Алабама писала Дэвиду два раза в неделю — их квартира казалась ей далекой и скучной. Приближались репетиции — любая жизнь в сравнении с этим была бы невыносимо серой. Бонни написала ей на листке бумаги, где наверху были французские детские стихи.
Дорогая мамочка!
Я была хозяйкой дома, когда пришли леди и джентльмен, пока папа застегивал манжеты. Я живу хорошо. Мадемуазель и горничная сказали, что никогда не видели такую замечательную коробку с красками, какую ты прислала мне. Когда ее принесли, я подпрыгнула от радости и сразу нарисовала несколько картинок в desgens a lа́ mer, nous qui jouons аи croquet et une vase avec des fleurs dedans d'aspprés nature[130]. По воскресеньям я буду ходить в Париже в воскресную школу, чтобы узнать об ужасных страданиях Иисуса Христа.

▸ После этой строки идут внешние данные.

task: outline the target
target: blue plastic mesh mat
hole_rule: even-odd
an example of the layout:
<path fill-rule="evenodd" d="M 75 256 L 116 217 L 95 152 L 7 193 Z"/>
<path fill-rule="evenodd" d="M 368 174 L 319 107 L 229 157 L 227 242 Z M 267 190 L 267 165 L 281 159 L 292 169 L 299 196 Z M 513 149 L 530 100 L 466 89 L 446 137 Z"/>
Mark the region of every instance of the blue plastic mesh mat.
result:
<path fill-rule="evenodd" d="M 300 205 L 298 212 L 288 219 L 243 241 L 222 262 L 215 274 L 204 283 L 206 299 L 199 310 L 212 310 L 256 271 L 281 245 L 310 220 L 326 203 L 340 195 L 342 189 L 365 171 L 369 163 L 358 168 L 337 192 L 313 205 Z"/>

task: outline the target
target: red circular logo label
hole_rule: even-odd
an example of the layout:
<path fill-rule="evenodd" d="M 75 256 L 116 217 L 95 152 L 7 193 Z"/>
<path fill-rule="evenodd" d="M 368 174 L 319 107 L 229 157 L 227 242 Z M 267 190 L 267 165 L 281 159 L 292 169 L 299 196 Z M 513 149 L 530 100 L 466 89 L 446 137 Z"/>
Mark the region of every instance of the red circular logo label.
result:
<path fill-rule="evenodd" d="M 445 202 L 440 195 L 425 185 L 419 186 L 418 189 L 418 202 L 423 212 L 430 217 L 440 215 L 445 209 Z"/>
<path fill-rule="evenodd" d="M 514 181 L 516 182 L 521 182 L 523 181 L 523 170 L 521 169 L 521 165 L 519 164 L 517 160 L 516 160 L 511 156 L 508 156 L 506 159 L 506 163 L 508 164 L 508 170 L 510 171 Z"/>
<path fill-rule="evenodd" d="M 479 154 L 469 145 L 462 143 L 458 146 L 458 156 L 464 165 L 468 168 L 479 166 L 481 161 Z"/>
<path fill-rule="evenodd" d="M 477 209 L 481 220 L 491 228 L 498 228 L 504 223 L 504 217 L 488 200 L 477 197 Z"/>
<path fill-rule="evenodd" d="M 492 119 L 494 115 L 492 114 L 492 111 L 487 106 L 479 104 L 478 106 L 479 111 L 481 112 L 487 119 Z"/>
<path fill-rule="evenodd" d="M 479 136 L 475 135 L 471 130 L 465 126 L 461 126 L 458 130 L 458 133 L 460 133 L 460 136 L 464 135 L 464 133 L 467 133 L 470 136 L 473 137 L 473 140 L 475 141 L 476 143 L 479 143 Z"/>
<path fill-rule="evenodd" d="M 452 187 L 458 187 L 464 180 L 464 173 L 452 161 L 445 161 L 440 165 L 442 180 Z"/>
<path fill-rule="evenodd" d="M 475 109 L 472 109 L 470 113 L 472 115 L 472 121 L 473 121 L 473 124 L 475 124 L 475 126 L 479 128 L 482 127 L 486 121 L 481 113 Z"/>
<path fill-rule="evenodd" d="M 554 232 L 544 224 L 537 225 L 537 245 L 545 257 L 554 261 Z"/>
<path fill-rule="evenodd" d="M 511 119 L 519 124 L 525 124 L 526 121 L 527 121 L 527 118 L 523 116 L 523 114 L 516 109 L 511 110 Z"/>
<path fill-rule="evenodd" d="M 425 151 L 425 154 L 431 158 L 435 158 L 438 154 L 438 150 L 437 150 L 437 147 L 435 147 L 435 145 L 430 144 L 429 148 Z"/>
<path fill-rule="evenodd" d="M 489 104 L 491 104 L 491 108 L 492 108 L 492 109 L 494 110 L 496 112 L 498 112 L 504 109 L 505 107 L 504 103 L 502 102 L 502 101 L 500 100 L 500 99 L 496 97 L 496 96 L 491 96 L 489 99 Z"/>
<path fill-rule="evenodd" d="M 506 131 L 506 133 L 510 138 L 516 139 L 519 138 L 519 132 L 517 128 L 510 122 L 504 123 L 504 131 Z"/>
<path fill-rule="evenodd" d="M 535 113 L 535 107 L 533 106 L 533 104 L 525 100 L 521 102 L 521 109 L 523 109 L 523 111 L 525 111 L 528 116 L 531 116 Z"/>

Твоя любящая дочь, Бонни Найт.На ночь Алабама принимала желтые снотворные таблетки, чтобы не думать о письмах Бонни. Она подружилась с темноволосой русской девушкой, которая словно вихрь летала по сцене. Вместе они ходили в «Галерею». В этом пустом каменном пространстве, где звук шагов был схож с шумом бесконечного дождя, они пили пиво. Девушка не желала верить, что Алабама замужем; она жила постоянной надеждой встретить этого мужчину, который давал Алабаме так много денег, и увести его от нее. Толпы мужчин, рука об руку проходивших мимо, презрительно и надменно разглядывали их — женщины, в одиночестве приходившие вечером в «Галерею», их не интересовали. Алабама показала подруге рисунок Бонни.